Capital itself has become much easier to generate recently, and many companies (despite the USM problem) have taken advantage of current stockmarket buoyancy to raise many billions via rights issues and new flotations. But for those unable or unwilling to exploit that opportunity, there is also an ever-expanding UK market for commercial paper (following the example of the US where this has long been a prime source of day-to-day finance).
The practice essentially involves the issue of short-term unsecured promissory notes, written for any period between one day and one year, and capable of raising virtually any sum required (though the practical minimum is probably around £500,000). The banks' in-house specialists, such as NatWest Capital Markets, reckon they can set up an effective programme for any suitable client inside six weeks. All the customer needs to provide is a favourable credit-rating from one of the recognised vetting agencies like Standard and Poor's.
Once you have got the money there is now an array of electronic and other aids to help use it efficiently. Some, like NatWest's BankLine, are capable of automating transactions for an entire global enterprise, handling invoices, orders and internal transfers in any conceivable array of currencies and tax regimes, and tipping out even momentarily-arising surpluses so that they can be earning their keep in appropriate interest-bearing accounts.
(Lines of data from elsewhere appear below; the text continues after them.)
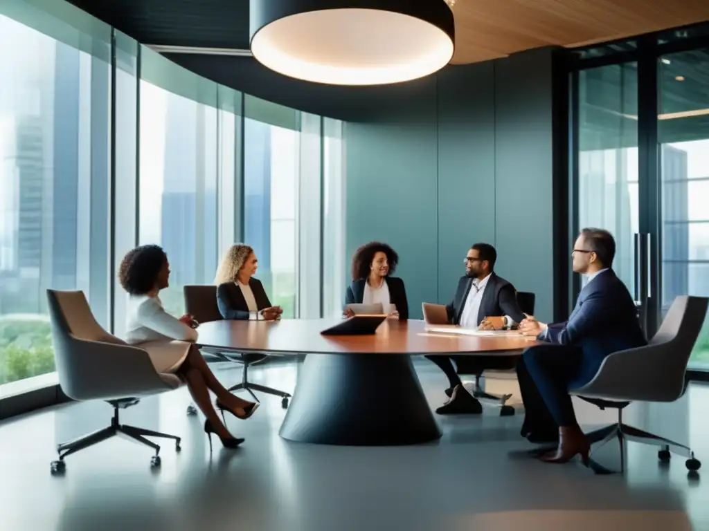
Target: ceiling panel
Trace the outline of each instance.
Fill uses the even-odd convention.
[[[70,1],[145,44],[249,47],[249,0]],[[453,13],[464,64],[709,21],[709,0],[456,0]]]

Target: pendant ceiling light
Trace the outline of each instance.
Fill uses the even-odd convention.
[[[445,0],[250,0],[251,52],[286,76],[334,85],[415,79],[453,57]]]

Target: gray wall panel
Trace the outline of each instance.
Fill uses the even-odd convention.
[[[438,76],[438,299],[453,297],[463,257],[495,243],[495,86],[492,62]]]
[[[537,294],[554,314],[552,56],[532,50],[496,62],[495,183],[499,273]]]

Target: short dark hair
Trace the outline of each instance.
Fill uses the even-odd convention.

But others, which are less purely transactional, are directed more to that increasingly essential skill, the management and transfer of risk.
Nowadays this is perhaps the fastest-growing and most innovative area of the financial services industry, and you do not have to be a sprawling multinational to benefit. Even for relatively modest enterprises, the use of such devices as interest-rate caps and foreign-exchange hedging offers extremely valuable reassurance. Indeed the idea of risk-hedging, in all its myriad varieties, is likely to become of increasingly central importance at all levels of business - especially if other countries follow the American precedent. The courts there recently sustained accusations of commercial negligence against one firm (a Midwest farming co-operative) which had failed to use grain-futures as a way of protecting the value of its stocks. With the current global explosion in option-markets of all kinds, finance directors in many industries might find it hard to defend themselves against similar charges. And even without that spur, there is a growing understanding everywhere that hedging and the imaginative use of derivatives are a way for both borrowers and lenders to sleep easier at night.
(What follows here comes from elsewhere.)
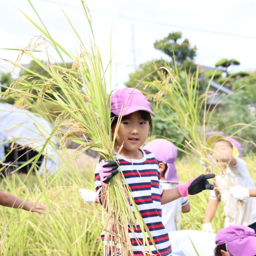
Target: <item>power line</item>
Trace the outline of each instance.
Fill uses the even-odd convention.
[[[80,8],[80,7],[78,6],[74,6],[74,5],[71,5],[70,4],[64,4],[64,3],[60,3],[60,2],[56,2],[55,1],[52,1],[52,0],[39,0],[43,1],[43,2],[46,2],[49,3],[52,3],[53,4],[60,4],[61,5],[64,5],[64,6],[67,6],[69,7]],[[220,32],[219,31],[205,30],[205,29],[199,28],[193,28],[192,27],[187,27],[186,26],[181,26],[179,25],[176,25],[176,24],[172,24],[171,23],[168,23],[166,22],[159,22],[157,21],[154,21],[150,20],[144,20],[143,19],[140,19],[140,18],[132,18],[131,17],[129,17],[128,16],[126,16],[126,15],[124,15],[122,14],[116,14],[111,13],[109,12],[106,12],[99,11],[98,10],[96,10],[94,9],[90,9],[90,11],[92,12],[94,12],[103,14],[105,15],[107,15],[108,16],[115,16],[116,17],[117,17],[118,18],[121,18],[125,19],[126,20],[133,20],[134,21],[138,21],[140,22],[144,22],[146,23],[150,23],[151,24],[153,24],[154,25],[158,25],[158,26],[168,26],[168,27],[173,27],[174,28],[183,28],[184,29],[187,29],[188,30],[198,31],[199,32],[202,32],[204,33],[214,34],[218,34],[218,35],[220,35],[222,36],[234,36],[236,37],[240,37],[241,38],[247,38],[249,39],[256,39],[256,36],[246,36],[245,35],[234,34],[232,34],[232,33],[224,33],[224,32]]]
There is one important area of risk, though, that remains dangerously uncovered as far as Britain is concerned. Business start-ups - especially when they involve new ideas, unfamiliar products, or any sort of untried innovation - have always found it hard to attract seed capital, and the process has been getting even more difficult lately after so many of the 1980s venture-finance funds got their fingers so badly burned. Yet this remains the crucial trial-ground for the providers of tomorrow's jobs, prosperity and economic growth.
Kenneth Clarke's November 1993 Budget promised the setting up of an Enterprise Fund to take the place of the discredited and widely-misused Business Expansion Scheme, but its precise size, nature and function have yet to be defined. If Anthony Nelson is seriously seeking gaps to fill and deserving candidates for the next issue of umbrellas, he need look no further.